There’s little sign of that happening: While the president vowed last week in his State of the Union speech to use more executive orders to bypass lawmakers, he suggested later that it won’t apply to pot policy.
In an interview with Jake Tapper that aired last Friday on CNN, Obama said deciding what constituted a Schedule 1 drug was “a job for Congress.”
Tom Angell, the chairman of a pro-legalization group called Marijuana Majority, accused the president of “passing the buck to Congress” and not understanding his powers under the federal Controlled Substances Act.
“If the president truly believes what he says about marijuana, he has a moral imperative to make the law match up with his views and the views of the majority of the American people, without delay,” Angell said.
At the hearing, Democratic Rep. Danny Davis of Illinois noted that Congress has effectively tied the hands of the drug czar’s office, prohibiting it from using federal money even to study legalization.

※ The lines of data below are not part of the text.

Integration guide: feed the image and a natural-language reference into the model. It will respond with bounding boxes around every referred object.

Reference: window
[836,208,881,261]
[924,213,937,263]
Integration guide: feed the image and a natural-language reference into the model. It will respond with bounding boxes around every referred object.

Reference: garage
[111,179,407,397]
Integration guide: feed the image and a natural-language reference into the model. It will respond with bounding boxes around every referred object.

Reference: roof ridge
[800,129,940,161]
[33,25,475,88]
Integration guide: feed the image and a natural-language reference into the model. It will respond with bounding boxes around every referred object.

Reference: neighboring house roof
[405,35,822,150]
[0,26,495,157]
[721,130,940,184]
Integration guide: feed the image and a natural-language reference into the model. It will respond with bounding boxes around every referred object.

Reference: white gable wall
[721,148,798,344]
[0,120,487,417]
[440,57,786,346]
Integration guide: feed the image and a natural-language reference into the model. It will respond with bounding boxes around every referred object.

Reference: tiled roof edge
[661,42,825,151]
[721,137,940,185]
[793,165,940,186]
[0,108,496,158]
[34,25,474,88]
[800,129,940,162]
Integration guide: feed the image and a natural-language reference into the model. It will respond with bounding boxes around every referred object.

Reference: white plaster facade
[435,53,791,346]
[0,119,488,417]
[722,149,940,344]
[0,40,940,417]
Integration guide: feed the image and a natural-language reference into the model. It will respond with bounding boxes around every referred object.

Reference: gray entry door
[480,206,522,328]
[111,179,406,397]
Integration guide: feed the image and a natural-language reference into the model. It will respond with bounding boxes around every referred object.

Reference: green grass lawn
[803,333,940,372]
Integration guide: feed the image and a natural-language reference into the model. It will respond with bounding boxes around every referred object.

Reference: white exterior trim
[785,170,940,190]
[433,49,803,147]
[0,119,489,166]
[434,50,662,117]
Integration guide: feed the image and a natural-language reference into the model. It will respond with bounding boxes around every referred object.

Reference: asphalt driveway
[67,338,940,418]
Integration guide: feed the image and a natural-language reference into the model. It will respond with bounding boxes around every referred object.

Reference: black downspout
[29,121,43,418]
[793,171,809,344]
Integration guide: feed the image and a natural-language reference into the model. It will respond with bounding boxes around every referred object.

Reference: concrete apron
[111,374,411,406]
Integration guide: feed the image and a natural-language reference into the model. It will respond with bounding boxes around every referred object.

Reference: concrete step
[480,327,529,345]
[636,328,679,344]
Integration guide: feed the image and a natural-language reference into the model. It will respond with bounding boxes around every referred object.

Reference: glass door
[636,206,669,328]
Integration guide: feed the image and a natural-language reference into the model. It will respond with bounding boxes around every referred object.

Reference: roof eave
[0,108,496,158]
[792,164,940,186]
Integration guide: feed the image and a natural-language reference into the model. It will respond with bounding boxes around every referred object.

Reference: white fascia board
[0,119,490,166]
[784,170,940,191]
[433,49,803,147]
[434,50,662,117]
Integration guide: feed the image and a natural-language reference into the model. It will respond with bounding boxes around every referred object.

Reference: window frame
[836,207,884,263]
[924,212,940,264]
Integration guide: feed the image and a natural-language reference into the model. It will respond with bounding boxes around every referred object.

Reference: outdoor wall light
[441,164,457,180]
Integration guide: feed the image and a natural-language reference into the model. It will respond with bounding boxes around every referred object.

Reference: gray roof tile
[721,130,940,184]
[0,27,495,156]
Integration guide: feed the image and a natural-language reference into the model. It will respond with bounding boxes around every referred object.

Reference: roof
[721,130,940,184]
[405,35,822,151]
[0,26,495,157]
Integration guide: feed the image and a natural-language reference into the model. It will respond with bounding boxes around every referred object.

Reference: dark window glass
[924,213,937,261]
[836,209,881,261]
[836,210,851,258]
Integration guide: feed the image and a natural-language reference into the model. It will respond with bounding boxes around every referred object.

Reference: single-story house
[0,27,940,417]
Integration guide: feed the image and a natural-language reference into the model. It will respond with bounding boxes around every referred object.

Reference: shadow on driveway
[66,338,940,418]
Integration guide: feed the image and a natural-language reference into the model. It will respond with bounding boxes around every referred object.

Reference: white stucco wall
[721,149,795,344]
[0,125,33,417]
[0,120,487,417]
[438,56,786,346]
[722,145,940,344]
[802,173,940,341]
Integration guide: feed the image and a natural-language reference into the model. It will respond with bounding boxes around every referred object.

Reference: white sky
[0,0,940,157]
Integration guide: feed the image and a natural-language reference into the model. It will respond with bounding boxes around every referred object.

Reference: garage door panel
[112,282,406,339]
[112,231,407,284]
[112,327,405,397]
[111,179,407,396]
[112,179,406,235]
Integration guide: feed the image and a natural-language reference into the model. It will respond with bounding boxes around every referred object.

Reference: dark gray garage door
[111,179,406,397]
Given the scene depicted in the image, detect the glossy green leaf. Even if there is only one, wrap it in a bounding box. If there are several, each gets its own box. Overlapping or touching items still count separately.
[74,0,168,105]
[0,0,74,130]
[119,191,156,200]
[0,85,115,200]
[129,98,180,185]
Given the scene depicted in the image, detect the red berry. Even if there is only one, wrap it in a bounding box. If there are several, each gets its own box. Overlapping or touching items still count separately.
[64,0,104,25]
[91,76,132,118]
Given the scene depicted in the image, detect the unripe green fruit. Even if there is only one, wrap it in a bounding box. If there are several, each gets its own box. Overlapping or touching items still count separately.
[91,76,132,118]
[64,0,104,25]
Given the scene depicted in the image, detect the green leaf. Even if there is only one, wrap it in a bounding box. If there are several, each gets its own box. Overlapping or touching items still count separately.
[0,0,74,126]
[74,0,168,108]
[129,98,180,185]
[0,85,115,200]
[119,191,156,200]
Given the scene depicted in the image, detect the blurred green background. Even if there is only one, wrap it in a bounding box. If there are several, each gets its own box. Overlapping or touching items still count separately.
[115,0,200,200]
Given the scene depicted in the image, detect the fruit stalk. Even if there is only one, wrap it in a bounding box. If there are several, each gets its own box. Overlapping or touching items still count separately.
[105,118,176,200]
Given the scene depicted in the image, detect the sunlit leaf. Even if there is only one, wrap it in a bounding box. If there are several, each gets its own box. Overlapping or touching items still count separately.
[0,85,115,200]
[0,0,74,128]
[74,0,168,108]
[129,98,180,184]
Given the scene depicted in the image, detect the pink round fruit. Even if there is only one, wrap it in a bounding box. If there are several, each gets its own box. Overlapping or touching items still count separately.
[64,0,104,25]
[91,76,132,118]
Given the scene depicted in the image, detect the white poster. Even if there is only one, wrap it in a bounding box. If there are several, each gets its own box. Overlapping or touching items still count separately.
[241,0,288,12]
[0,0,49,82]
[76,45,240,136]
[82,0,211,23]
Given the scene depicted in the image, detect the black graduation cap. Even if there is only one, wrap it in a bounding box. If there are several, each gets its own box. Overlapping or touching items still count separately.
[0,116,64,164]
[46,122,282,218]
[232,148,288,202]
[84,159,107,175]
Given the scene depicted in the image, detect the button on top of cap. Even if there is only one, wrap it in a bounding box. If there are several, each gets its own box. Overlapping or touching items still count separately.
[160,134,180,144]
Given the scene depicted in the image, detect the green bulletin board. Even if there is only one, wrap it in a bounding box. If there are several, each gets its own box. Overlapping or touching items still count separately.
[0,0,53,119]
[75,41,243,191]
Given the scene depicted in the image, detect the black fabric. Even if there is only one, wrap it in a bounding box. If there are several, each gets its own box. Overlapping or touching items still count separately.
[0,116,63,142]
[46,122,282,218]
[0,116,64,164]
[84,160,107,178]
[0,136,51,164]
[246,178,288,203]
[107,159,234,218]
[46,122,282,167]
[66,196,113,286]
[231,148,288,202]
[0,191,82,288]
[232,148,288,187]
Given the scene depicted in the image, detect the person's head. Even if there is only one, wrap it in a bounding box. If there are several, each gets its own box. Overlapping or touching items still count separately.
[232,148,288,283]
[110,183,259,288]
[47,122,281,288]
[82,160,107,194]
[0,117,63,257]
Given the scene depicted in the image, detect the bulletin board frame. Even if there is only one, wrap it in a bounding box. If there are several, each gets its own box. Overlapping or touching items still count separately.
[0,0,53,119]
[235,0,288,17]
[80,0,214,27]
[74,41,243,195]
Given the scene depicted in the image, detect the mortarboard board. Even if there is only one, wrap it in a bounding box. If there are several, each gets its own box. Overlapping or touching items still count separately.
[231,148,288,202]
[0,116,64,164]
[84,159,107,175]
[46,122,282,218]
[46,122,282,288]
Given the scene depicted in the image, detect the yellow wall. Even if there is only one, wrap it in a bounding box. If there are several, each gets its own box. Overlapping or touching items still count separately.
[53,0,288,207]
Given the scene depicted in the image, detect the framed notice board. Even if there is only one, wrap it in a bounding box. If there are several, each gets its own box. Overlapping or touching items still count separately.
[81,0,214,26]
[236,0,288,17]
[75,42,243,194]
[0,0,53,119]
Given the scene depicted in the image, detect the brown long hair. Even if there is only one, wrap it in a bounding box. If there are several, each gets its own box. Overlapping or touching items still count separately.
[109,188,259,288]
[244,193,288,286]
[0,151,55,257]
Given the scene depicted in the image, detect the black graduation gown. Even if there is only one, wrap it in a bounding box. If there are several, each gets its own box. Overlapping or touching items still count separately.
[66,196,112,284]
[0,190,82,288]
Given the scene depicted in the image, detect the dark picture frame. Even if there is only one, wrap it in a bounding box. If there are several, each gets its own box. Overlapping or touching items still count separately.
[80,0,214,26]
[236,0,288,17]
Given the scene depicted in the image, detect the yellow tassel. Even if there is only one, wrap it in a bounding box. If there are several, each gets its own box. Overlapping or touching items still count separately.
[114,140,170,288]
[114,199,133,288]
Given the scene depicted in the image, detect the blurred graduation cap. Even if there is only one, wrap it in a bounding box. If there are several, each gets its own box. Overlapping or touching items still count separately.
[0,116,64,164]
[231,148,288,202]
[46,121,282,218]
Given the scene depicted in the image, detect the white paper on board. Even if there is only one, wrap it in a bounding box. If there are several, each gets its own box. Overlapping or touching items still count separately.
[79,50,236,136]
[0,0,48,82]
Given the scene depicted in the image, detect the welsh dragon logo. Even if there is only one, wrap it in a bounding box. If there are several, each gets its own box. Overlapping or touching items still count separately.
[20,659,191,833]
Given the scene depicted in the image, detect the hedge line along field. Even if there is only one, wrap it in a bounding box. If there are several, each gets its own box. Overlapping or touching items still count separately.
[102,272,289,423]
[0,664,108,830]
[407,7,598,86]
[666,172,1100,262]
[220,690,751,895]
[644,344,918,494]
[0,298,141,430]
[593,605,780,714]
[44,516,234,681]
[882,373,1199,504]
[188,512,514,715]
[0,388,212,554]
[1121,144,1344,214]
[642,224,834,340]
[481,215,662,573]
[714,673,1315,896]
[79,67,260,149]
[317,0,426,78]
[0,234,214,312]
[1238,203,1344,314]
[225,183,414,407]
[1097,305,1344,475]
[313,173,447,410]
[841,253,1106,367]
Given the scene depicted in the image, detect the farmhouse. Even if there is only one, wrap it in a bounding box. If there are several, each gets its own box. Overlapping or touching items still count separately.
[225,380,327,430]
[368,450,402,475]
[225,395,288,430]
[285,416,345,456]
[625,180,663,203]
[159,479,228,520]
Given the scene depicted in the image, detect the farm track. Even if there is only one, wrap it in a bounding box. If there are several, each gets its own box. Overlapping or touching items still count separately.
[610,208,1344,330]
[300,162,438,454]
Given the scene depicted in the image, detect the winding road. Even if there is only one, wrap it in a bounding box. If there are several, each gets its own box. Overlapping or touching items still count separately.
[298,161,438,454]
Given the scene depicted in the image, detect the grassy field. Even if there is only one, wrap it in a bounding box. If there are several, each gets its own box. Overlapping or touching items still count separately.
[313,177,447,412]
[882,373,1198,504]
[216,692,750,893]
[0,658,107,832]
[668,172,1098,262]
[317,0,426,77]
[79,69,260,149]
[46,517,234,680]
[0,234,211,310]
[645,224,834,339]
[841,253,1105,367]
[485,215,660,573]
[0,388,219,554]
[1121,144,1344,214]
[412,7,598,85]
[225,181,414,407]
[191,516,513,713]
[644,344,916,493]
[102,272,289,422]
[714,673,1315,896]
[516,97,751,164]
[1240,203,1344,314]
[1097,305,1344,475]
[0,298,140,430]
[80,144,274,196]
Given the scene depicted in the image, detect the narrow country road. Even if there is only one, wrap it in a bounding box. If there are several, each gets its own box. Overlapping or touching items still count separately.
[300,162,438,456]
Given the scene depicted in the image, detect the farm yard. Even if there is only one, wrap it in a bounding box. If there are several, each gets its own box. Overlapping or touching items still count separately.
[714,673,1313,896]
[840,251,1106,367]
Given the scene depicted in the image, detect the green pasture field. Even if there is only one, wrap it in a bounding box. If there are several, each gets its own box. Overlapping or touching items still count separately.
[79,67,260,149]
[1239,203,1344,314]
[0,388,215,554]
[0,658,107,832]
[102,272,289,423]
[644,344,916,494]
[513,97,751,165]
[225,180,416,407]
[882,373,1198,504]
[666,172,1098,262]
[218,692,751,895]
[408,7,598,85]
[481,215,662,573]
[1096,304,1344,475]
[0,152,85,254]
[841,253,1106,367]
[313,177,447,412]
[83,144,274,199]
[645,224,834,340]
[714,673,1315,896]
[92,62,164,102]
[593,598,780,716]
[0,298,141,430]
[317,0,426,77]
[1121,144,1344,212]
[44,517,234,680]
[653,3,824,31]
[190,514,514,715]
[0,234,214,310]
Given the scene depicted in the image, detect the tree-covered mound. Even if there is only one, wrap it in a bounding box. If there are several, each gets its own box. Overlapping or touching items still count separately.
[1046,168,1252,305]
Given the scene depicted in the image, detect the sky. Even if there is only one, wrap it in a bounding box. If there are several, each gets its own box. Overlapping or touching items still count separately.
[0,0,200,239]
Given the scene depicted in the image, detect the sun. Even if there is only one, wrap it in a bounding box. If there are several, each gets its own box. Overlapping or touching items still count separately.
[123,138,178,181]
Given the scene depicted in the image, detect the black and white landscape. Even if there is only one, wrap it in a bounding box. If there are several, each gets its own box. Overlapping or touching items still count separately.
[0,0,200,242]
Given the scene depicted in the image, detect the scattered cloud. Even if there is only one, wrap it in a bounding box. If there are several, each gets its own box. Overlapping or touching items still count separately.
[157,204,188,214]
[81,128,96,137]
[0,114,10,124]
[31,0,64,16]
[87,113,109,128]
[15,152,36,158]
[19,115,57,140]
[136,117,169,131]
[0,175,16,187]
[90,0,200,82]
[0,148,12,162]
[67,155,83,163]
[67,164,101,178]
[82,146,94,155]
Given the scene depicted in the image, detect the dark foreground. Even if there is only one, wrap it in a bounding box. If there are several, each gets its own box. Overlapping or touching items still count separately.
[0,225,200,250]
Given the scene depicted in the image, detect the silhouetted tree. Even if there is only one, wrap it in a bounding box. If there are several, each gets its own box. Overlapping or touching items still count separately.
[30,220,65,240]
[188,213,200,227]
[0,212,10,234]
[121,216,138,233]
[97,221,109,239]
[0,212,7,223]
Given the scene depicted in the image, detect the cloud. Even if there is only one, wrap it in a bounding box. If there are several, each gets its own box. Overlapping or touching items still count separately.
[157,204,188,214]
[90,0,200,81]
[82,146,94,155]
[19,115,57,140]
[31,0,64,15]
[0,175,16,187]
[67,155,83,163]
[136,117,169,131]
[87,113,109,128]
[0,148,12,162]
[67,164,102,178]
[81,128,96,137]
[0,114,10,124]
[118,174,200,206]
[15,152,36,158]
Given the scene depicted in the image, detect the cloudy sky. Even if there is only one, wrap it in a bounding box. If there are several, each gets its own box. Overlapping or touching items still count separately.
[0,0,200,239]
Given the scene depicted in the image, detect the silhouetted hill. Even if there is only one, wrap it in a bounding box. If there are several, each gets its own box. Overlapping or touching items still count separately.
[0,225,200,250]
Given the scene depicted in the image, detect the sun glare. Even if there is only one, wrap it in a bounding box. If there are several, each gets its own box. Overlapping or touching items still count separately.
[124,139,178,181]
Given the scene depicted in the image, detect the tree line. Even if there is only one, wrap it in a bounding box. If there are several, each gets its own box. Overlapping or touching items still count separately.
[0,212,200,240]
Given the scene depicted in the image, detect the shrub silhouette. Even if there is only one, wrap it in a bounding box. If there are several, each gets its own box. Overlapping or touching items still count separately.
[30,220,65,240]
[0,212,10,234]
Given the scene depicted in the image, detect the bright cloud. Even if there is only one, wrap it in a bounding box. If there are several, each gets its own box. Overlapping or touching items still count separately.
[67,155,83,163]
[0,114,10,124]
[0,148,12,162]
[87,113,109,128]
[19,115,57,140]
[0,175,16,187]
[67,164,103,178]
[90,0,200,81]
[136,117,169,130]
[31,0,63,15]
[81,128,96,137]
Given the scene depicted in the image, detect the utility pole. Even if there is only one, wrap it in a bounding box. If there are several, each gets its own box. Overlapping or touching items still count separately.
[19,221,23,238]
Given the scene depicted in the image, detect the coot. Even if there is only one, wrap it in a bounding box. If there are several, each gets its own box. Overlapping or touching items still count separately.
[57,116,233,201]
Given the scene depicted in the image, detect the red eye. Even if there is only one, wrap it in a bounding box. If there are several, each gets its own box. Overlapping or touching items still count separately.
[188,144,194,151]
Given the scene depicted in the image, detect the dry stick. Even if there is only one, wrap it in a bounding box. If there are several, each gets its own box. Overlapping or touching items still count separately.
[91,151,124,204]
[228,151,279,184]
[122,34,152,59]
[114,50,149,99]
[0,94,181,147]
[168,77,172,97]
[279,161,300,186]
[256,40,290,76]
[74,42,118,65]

For now, Ethan Nadelmann, the executive director of the pro-legalization Drug Policy Alliance in New York, said Obama deserved credit for advancing the fast-moving debate and giving legalization backers “the wind in the sails” to keep the momentum going.
“What’s exceptional about Obama calling the Colorado and Washington votes ‘important’ is that he effectively stepped out on this issue before virtually any governor or senator had done so,” Nadelmann said.
At Tuesday’s hearing, however, Botticelli described legalization as a “silver bullet solution,” one the administration intends to avoid.
“The administration continues to oppose attempts to legalize marijuana and other drugs,” Botticelli said, but he promised that the Obama team will conduct “an ongoing study of the drug and its consequences.”